I've used cotolin - a linen cotton blend. I like it alot. Also, as I said previously, pearle, or mercerized cotton is made in such a way as to take some of cottons' absorbing qualities away. Yes, pearle cotton is shiny, and holds dye better, but for drying cloth, it's not as good as unmercerized, or 'plain' cotton thread.


----------



## Lsay3

Thank you for the tips. I suspected that 100% unmercerized cotton was the best. I've hand knit with Pearl Cotton and it does not wick away moisture. Do you think the size of the yarn matters? I've only used 8/2.


----------



## Rhonda61

Lsay3 said:


> Thank you for the tips. I suspected that 100% unmercerized cotton was the best. I've hand knit with Pearl Cotton and it does not wick away moisture. Do you think the size of the yarn matters? I've only used 8/2.

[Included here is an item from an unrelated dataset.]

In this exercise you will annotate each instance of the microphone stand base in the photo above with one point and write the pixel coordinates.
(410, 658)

Again, I'm not sure.. ( not much help, am I?? ????)

I like the 3/2 unmercerized cotton, for my towels, dishcloths and the like. It's thicker than the 8/2. I usually buy mine from the Woolery. They have some good pricing usually. ????.


----------



## mama879

I use unmercerized to I think it is more absorbent I also like 3/2 Little thicker to. I have have used both 8/2 and 3/2 in one towel with great results.


----------



## JuneB

I really like those... they came out great love those colors too


----------



## kwharrod

Your towels are truly lovely. I like to way you combined the colors.


----------



## Rhonda61

kwharrod said:


> Your towels are truly lovely. I like to way you combined the colors.


Thank you so much!!! I have hard time combining my colors so that the look right.


----------



## wordancer

Lovely, use and enjoy!


----------